Source: http://www.shofarnews.co.il/site/ARDetile.asp?id=7172&Catogory=2&SubID=6863




POSTSCRIPT
In a sad turn of events, less than a month after he gave his interview with the Yediot Achronot newspaper Moshe Tavor died (6 May). There was one story that he recounted to the interviewer though asked that it not be published while he was still alive:

Although he was very open he categorically refused to allow one word to appear about what he did one day in Moscow. "If the Russians will know that I was there, they will come look for me - even today," said the 90-year old spy who retired about 20 years ago. "I'm still afraid of them".

In 1965 the Soviet Union built a new residence for the Israeli embassy in the capital, Moscow. Members of the diplomatic staff who feared that the building was swarming with listening devices that the Soviets implanted asked that at least one space be be sealed off from eavesdropping and cleaned of microphones so that it would be possible to speak without fear of being overheard.

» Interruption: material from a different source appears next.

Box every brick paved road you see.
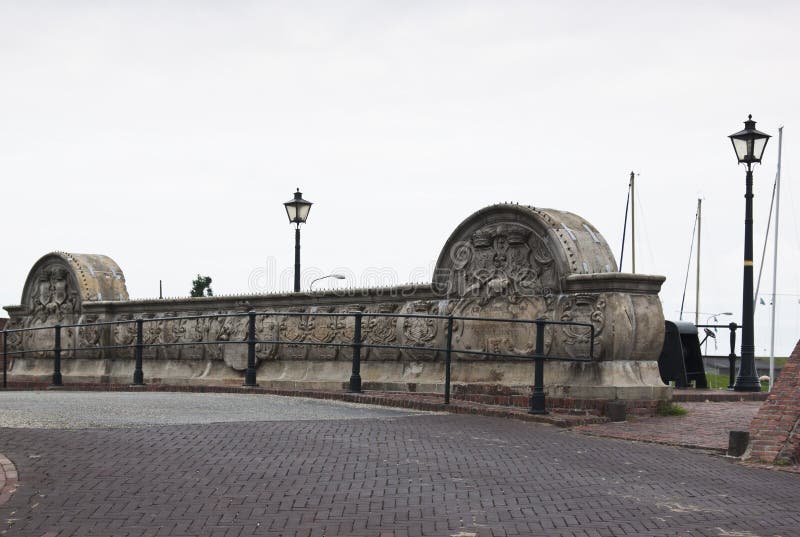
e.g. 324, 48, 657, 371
575, 402, 762, 452
1, 395, 799, 536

The mission - to debug one room - was assigned to Tavor and his men. "I built in my seminar in Tel Aviv a booth made of perspex boards, and I sent it to Moscow by diplomatic mail. Perspex is a very insulated material, and it also has another advantage: if someone tries to perforate it or to punch a hole in it or implant a microphone into it, it's possible to spot it immediately".

When the boards arrived in Moscow, a team in Tavor's charge came to assemble them in a room arranged ahead of time. "But before that we needed to clear the whole room of the cement that was on the walls and of the tiles on the floors, to leave it completely bare in order to prevent any possibility that listening devices had already been implanted. I started to hew and suddenly in the floor I spotted a rectangle made of plywood. I lifted the plywood and beneath it I saw some kind of board, which looked like an electricity board made of insulated material called novotex. It seemed strange to me that they did all the building's wiring from the floor and not from the ceiling, so I carefully lifted the electricity board and underneath it I suddenly revealed an opening to a tunnel with a reinforced ladder made of metal.

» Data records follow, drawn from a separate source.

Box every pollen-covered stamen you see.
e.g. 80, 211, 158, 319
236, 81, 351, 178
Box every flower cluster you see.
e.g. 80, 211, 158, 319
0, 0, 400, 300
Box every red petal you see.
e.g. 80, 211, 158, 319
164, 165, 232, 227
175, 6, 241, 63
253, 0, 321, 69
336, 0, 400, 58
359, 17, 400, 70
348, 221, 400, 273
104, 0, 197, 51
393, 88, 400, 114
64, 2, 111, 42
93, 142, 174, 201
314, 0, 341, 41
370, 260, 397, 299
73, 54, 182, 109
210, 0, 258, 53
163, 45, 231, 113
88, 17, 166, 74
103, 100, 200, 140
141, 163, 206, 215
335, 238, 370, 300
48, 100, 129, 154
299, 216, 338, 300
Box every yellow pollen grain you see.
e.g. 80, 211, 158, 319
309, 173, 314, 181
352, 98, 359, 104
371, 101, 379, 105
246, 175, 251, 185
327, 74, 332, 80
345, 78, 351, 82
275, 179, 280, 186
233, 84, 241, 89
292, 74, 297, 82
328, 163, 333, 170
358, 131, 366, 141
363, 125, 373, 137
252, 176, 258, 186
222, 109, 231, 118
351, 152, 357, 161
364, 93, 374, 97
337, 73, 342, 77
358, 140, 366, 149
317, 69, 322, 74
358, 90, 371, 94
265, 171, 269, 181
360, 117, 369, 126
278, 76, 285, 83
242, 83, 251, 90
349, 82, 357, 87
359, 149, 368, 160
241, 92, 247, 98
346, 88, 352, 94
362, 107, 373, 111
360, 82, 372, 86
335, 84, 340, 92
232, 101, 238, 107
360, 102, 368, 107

I went down a few rungs, groped my way in the dark, and suddenly encountered a dial. I started to turn it and I hear a door that starts to open. I left the dial for a moment and this door, made of metal, falls on my hand. A lot of blood started to stream. I thought I'd lost my hand. With a great effort we managed to turn the metal door against the direction of the pivots. What I saw there was a tunnel nearly at the height of a man, with a thick cable running along its base. I started to follow the cable's path and I saw that the tunnel branches out. I lowered my men to there. At every fork in the path I stationed a man and continued on". At a certain point he was left alone. He continued to advance until at the edge of the tunnel he spotted a slightly open door.

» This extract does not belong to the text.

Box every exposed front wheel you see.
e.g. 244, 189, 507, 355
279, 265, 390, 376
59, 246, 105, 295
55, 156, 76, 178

"I stood there in the darkness. That was the most frightening moment in my life. I never felt more worried for my life as I did at that moment there. I told myself, 'if I now go through that door - I won't come out of here alive'". Moshe Tavor turned back, he gathered his men at the junctures at which he stationed them and together they climbed back up to the embassy building. From the window he saw that the door whose threshold he hadn't dared cross was located exactly at the pavilion which lay across from the other side of the fence that walled the embassy - already not in the territorial area of Israel. The Russians apparently understood that the Israelis were on their trail and had located their listening devices. They immediately blocked the expanse, brought in a cement mixer and begun to block the opening to the tunnel. One of the details that Tavor didn't forget was that in charge of the team of men which poured the concrete into the tunnel was a woman.

What the Americans, the British and the Franch didn't succeed in doing - to prevent eavesdropping by the Russians - we, our little selves, succeeded in doing", Tavor said to me just under a month ago. "I'm convinced that if the Russians would know that it was me, they will look for and find me. Even today, and therefore this is something that I'm not prepared to have published, except after my death".
On Friday last week [May 6] Moshe Tavor died.